The first indication of problems: Failures to feed with 115-grain ammo may be the result of a lack of suffficient pressure to cycle the action due to the shorter barrel.

The pistol didn't exhibit such behavior prior to conversion, the short-cycling had to be the result of modifying the barrel. Since shorter barrels have less room for powder to burn when ignited, less gas pressure is created to cycle the action, which alters the slide's travel and cycling behavior due to less resistance—AKA inertial mass. In search of a solution, I decided to research other post-war P38 variants for an answer. A partiular one with a similar barrel length—the Walther P5—came instantly to mind.

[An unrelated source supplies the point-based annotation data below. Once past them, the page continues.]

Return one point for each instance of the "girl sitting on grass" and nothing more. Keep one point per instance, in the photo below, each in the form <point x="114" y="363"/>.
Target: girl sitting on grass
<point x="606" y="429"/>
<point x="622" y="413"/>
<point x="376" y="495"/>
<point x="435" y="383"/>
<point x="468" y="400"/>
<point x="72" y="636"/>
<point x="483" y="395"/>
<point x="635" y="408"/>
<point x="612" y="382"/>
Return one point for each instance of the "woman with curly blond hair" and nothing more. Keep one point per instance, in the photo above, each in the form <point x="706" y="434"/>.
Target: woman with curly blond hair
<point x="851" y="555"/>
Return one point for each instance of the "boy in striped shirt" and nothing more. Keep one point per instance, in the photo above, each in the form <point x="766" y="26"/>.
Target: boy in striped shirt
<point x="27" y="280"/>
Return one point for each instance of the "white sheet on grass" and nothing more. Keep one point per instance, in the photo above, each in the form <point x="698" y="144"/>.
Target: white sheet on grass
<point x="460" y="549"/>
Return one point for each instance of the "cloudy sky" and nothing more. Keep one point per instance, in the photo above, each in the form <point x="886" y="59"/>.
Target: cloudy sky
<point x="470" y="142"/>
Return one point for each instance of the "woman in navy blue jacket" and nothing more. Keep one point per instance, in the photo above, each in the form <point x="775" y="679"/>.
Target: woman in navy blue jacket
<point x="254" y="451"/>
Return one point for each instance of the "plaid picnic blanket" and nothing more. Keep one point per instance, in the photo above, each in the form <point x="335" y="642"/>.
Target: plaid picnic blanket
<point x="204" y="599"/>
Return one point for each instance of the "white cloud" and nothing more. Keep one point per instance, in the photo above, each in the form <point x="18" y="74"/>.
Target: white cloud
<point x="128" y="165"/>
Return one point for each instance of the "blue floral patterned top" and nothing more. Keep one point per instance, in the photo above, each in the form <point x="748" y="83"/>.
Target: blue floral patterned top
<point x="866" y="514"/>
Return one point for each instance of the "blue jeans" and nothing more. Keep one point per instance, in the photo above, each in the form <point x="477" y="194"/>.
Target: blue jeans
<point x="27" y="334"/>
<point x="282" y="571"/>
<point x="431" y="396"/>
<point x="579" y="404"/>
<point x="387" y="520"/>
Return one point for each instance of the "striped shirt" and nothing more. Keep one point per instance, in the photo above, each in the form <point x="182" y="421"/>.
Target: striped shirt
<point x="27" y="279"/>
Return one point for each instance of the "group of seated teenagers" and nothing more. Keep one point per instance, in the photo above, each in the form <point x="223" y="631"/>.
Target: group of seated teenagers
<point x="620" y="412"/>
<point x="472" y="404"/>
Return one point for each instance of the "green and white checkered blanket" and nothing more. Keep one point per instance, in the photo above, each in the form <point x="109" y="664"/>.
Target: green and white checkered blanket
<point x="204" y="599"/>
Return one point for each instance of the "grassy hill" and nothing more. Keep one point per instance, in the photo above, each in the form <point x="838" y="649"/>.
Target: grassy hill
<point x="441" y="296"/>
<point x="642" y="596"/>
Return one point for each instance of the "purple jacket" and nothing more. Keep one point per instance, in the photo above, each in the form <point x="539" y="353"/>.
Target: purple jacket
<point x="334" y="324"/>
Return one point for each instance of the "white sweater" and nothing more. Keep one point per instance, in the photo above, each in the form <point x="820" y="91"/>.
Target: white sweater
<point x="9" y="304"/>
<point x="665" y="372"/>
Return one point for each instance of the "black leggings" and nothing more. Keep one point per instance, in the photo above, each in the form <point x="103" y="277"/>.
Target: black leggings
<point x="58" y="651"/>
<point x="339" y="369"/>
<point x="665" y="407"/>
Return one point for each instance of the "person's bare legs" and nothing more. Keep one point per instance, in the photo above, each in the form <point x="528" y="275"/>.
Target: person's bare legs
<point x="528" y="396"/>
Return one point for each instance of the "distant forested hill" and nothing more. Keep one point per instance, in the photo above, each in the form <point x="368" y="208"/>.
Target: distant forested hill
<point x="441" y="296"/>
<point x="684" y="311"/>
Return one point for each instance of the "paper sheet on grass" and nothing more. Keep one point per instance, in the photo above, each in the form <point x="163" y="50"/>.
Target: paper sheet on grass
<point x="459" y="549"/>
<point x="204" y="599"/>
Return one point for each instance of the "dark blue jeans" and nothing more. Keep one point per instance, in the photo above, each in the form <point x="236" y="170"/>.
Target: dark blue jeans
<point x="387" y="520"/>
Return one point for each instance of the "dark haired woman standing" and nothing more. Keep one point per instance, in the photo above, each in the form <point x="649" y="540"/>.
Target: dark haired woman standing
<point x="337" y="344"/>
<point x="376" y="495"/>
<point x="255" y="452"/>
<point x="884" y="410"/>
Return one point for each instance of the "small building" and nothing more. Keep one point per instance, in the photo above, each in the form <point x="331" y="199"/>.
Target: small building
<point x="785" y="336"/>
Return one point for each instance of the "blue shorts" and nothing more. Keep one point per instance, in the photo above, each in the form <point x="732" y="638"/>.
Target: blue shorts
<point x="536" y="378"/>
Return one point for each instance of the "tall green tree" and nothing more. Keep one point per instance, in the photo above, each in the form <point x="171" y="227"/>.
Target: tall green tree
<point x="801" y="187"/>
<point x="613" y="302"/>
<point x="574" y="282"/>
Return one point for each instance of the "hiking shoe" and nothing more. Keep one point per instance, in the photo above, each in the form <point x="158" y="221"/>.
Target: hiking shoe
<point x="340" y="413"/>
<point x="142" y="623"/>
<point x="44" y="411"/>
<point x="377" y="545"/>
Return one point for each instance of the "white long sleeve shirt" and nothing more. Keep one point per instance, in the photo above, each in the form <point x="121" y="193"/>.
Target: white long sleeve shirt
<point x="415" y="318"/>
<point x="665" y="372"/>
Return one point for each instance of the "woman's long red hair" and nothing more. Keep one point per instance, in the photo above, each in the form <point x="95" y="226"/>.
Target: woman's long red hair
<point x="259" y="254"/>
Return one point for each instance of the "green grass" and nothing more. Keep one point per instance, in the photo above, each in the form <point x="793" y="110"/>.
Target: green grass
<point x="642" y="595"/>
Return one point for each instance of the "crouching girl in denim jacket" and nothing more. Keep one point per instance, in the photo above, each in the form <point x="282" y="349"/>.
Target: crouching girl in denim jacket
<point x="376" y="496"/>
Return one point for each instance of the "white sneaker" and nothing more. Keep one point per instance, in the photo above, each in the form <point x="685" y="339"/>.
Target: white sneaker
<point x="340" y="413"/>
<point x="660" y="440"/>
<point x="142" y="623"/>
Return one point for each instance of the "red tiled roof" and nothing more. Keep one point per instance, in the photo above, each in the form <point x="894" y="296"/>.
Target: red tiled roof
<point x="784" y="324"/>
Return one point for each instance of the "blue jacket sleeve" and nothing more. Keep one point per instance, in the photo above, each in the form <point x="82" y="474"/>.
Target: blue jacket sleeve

Luckily, I had to venture only as far as my gun safe to have a peak inside one (It would also come in handy later). I suspected the P5's recoil springs had been modified in order to accomodate the difference in and pressure resulting from the reduced barrel. In so, comparing the springs might offer a clue of perhaps a pattern. Sadly, the P5 springs were virtually identical in length and coils appeared to constucted of a different gauge steel—leaving no other alternative than to alter the existing P38 springs.

Slightly trimming each of the pistol's recoil springs solved the problem.

I trimmed the recoil springs to lessen the effects of the slide's inertial mass, allowing it to compensate for the reduced pressure impulse created by the newly shortened barrel, thereby enabling the slide to cycle fully. The process proved quite time-consuming, but in the end the pistol ran hassle free. However, fixing it created another problem. Given the significant back-pressure created when using a suppressor on a firearm, using one with the trimmed springs would likely cause excessive wear by battering the pistol—doubly so when using the suppressor and carbine barrel together—the solution? Either switch to a second set of heavier recoil springs for use with carbine/suppressed shooting, or purchase a second pistol—a dedicated U.N.C.L.E. carbine. Considering the arduous nature of swapping P38 recoil springs—along with the lack of alternatives—I began to see a braced pair of "S" and "K" designated U.N.C.L.E. Specials in my future. (Oddly enough, the second U.N.C.L.E. Special I built didn't short-cycle after its barrel was shortened). Who says firearms aren't finicky?